ヘリングは身長178cmの長身サウスポー、試合ぶりはおもしろいものではありませんが、本国では人気者。元海兵隊員というところが起因しているようですが、かなりのやりづらさを持っている事は間違いありません。
対してフランプトンは、ヘリング以上の人気者。
2014年に長谷川穂積を破ったキコ・マルティネスに判定勝利を得てIBF世界スーパーバンタム級王座を初戴冠、その後2016年にはスコット・クイッグとの同国人ライバル対決を制してWBAスーパー王座を吸収し、統一王者に。
そしてフェザー級に進出し、レオ・サンタ・クルスからWBA王座を奪いますが、再戦でリベンジされますが、その後もWBO暫定王座決定戦をノニト・ドネアと争い判定勝利、IBF世界王座を持つジョシュ・ウォーリントンに挑み判定負けと強豪相手に次々とマッチメイクをこなしています。
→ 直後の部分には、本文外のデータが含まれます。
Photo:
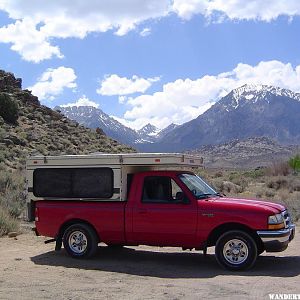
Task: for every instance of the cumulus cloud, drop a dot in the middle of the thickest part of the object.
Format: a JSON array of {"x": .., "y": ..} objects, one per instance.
[
  {"x": 116, "y": 85},
  {"x": 145, "y": 32},
  {"x": 28, "y": 41},
  {"x": 53, "y": 82},
  {"x": 83, "y": 101},
  {"x": 263, "y": 10},
  {"x": 35, "y": 26},
  {"x": 185, "y": 99}
]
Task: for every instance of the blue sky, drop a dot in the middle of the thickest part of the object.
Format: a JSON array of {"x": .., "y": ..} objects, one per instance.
[{"x": 155, "y": 61}]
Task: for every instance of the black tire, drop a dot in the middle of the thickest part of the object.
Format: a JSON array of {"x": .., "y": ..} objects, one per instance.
[
  {"x": 80, "y": 241},
  {"x": 236, "y": 250}
]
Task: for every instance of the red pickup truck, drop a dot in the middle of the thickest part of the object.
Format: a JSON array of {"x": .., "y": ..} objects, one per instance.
[{"x": 162, "y": 208}]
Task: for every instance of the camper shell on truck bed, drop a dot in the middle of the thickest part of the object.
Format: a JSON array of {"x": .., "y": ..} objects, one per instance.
[{"x": 53, "y": 177}]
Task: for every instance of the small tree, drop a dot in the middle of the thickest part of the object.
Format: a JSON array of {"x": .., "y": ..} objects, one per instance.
[
  {"x": 294, "y": 163},
  {"x": 9, "y": 109}
]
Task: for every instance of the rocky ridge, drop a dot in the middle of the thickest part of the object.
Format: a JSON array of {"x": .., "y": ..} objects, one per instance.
[{"x": 41, "y": 130}]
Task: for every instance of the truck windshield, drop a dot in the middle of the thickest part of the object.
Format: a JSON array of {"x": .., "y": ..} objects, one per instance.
[{"x": 197, "y": 186}]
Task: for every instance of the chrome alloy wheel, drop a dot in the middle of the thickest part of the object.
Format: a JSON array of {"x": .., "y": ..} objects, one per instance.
[
  {"x": 77, "y": 242},
  {"x": 235, "y": 251}
]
ここまでの戦歴で、負けはサンタ・クルス第二戦と、ウォーリントン戦のみ。
実績では確実にヘリングを上回っています。
しかし、身長178cmのサウスポー、ヘリングに対して、身長165cmのオーソドックス、フランプトン。
サイズがかなり違います。
フランプトンは様々な闘い方ができるボクサーではあるものの、このヘリング相手にできる戦法はたった一つ、鋭い踏み込みから連打を放っていくというスタイルのみです。
しかも、ヘリングはガードをすると上半身がすっぽり隠れてしまうので、近づいたら外側からボディを叩き、なんとかそのガードを開かさなければいけません。
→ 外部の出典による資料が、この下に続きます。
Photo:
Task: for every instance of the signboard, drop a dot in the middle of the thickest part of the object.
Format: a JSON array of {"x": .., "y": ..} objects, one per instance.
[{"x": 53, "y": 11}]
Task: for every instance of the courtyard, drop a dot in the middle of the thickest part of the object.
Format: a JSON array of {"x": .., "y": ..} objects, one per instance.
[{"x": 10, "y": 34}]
フランプトンの鋭い踏み込みを持ってすれば、サイズに勝るヘリングの懐に入る事も可能でしょう。ただし、闘い方が限られてくる分、ヘリングとしては対策が立てやすいのも事実。
私には、ヘリングは凡庸な王者に見えます。
大きいのは、サイズの差。
ボクシング自体は、フランプトンの方が優れているでしょう。
個人的には、そのサイズの差を覆し、カール・フランプトンの3階級制覇を期待しています。
がんばれ、ジャッカル。
そして、セミファイナルでは元4階級制覇王者、ドニー・ニエテス(フィリピン)の復帰戦。前戦、井岡一翔(Ambition)に勝利して4階級制覇王者となったニエテスでしたが、その後謎の王座返上。
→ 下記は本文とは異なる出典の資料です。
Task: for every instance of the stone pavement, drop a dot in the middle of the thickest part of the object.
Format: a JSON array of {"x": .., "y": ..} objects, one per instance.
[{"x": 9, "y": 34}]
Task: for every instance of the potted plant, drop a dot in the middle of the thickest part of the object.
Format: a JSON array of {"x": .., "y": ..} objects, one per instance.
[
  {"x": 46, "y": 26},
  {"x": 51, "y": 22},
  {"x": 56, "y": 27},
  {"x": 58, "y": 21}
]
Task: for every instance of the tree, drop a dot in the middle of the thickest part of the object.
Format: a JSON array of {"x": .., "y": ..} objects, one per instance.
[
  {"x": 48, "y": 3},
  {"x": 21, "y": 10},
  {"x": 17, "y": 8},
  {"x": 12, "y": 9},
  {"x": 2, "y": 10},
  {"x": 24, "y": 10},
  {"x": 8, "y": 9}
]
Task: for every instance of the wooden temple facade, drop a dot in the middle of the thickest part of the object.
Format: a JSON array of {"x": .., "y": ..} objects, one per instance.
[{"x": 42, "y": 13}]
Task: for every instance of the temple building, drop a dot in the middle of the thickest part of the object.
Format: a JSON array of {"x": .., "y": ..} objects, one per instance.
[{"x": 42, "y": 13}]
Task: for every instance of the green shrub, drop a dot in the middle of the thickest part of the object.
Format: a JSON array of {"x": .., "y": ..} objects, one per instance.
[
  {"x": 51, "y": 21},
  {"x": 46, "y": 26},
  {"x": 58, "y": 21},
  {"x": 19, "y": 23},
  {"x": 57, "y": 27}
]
その王座返上に伴い、井岡はアストン・パリクテ(フィリピン)との決定戦を制し、4階級制覇王者となれたがために前戦のような田中恒成戦という素晴らしい試合が生まれました。
その後、ニエテスはほぼ引退状態でしたが、このほど復帰。
48戦42勝(23KO)1敗5分という戦績のニエテスの相手は、パブロ・カリージョ(コロンビア)。
このカリージョは、井岡一翔とも対戦経験がありますが、現在は井岡弘樹ジムに所属するボクサーです。
ここは問題なくニエテスが勝たなければいけないところ、ニエテスのサビつきがどの程度か、が気になるところです。
ということで、週末はともに土曜日に注目試合。ヘリングvsフランプトンを書いていて思ったのは、ほぼ9割がた、アフマダリエフvs岩佐に注力しているということです。
我々日本人にとって、ヘリングvsフランプトンに目がいかないのも、仕方ないことかもしれません。ともあれ4/3、ボクシングファンたちが歓喜の声を挙げるのを楽しみに待ちたいと思います。